Le critiche di Gallino alle banche che hanno avuto €1.100 miliardi tra fine 2011 ed inizio 2012 dalla Bce ed a quest’ultma che non ha i poteri di una Federal Reserve sono simili a quelle degli estremismi liberali. Riguardano una ridiscussione del debito in sede euopea che non può che sfociare nella difesa degli eurobond. Il sociologo torinese è ingrato con le banche che devono comunque sostenere il debito pubblico; lo è anche con gli ultimi governi quando chiede di togliere gli incentivi alle imprese per darli ai lavoratori. Gli incentivi sono stati tolti. La cassa integrazione viene pagata, assieme a tante altre cose usando i versamenti sociali dei lavoratori destinati alle pensioni, tra le inutili proteste sindcali. È vero che lasciare con minori tasse, cui comunque Gallino è contrario, o dare con un reddito minimo garantito, più soldi a lavoratori e poveri ricostituisce la massa di decine di miliardi l’anno di domanda interna necessaria alla sopravvivenza delle imprese. Per queste ultime ci vogliono però centinaia di miliardi di domanda interna, Gallino, pur partecipando dello stesso ampio scheramento di Bianchi, non la pensa poi allo stesso modo. Vorrebbe tanti stipendi pubblici.

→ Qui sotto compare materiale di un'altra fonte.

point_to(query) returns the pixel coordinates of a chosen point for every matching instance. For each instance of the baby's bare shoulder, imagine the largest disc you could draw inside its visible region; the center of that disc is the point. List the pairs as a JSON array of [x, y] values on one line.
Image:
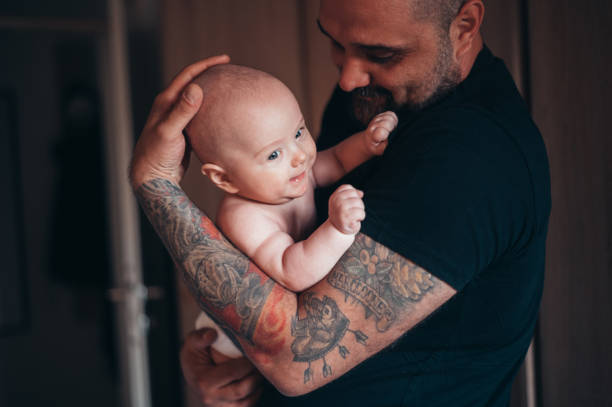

Il secondo vorrebbe trovare risorse per investimenti dal patrimonio privato. Si sono resi conto che il modello tradizionale modello produttivo italiano è in difficoltà, se non cambiano le politiche europee. Non si rendono conto però che per partire dalla difesa di milioni di redditi individuali, bisogna ridurre una massa di spesa improduttiva. Pesa troppo il numero eccessivo di Comuni. di enti locali, di enti doppione come i parchi, di università, di diritti acquisiti altolocati, di mercati captive, di privilegi per cooperative e terzo settore, anche di strutture sanitarie e sociali. Senza finanza creativa, senza nuovo debito, per ridare respiro alla società italiana, è la classe dirigente diffusa, pubblica e privata che deve costare meno: Questa però è cosa difficile da mandare giù per la sinistra comunista come per quella cattolica. La soluzione lib lab dei socialiberali stenta a farsi strada, anche quando la macchina rischia di andare a sbattere.